Naim Akhtar Khan : la lutte contre l’obésité

Naim Akhtar Khan, professeur chercheur à l’Université de Bourgogne et directeur de la division physiologie, nutrition et toxicologie à l’Inserm (Institut national de la santé et de la recherche médicale), tente de trouver d’autres solutions à ce phénomène que les traditionnels régimes alimentaires qui ne se révèlent pas efficaces sur la durée.

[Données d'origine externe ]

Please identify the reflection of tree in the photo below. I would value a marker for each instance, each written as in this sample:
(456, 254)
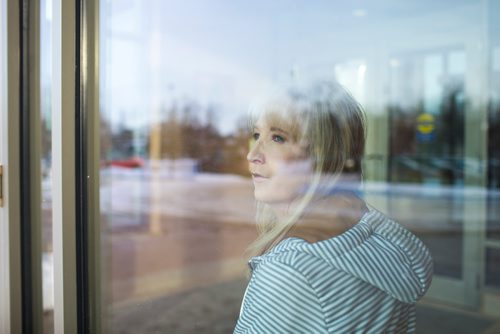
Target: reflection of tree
(184, 134)
(439, 156)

Il a reçu le 15 décembre dernier le prix « Alimentation et Nutrition » de l’Académie de Médecine pour ses travaux de recherche sur l’obésité.

L’obésité a connu une expansion préoccupante, voire inquiétante, au fil des années à cause de l’augmentation de la sédentarité, de l’achat de produits transformés et de la surconsommation de malbouffe dans le monde entier, aussi bien dans les pays développés que dans les pays dits du tiers-monde. L’OMS recense, en effet, aujourd’hui plus de 650 millions de personnes dans le monde qui sont atteintes par l’obésité, soit trois fois plus qu'en 1975.

Le leitmotiv de Naim Khan est de prouver qu’il y aurait une sixième saveur en plus des cinq saveurs déjà existantes (le salé, le sucré, l’acide, l’amer et l’umami) qui concernerait le goût du gras. Les chimistes reconnaissaient jusqu’ici l'existence d’une « texture » propre au gras mais ne le dotaient pas d’une perception gustative particulière, ce qui est alors insuffisant selon le chercheur.

La première étape de son travail a été d’identifier les récepteurs, situés sur les papilles gustatives, qui agissent sur le plaisir ressenti par la consommation d'aliments gras. Ces récepteurs sont au nombre de deux : le CD36 qui est le premier à intervenir et dont le rôle est de détecter les lipides contenus dans notre alimentation et le GRP120 qui provoque la prolongation d’un repas puis la sensation de satiété.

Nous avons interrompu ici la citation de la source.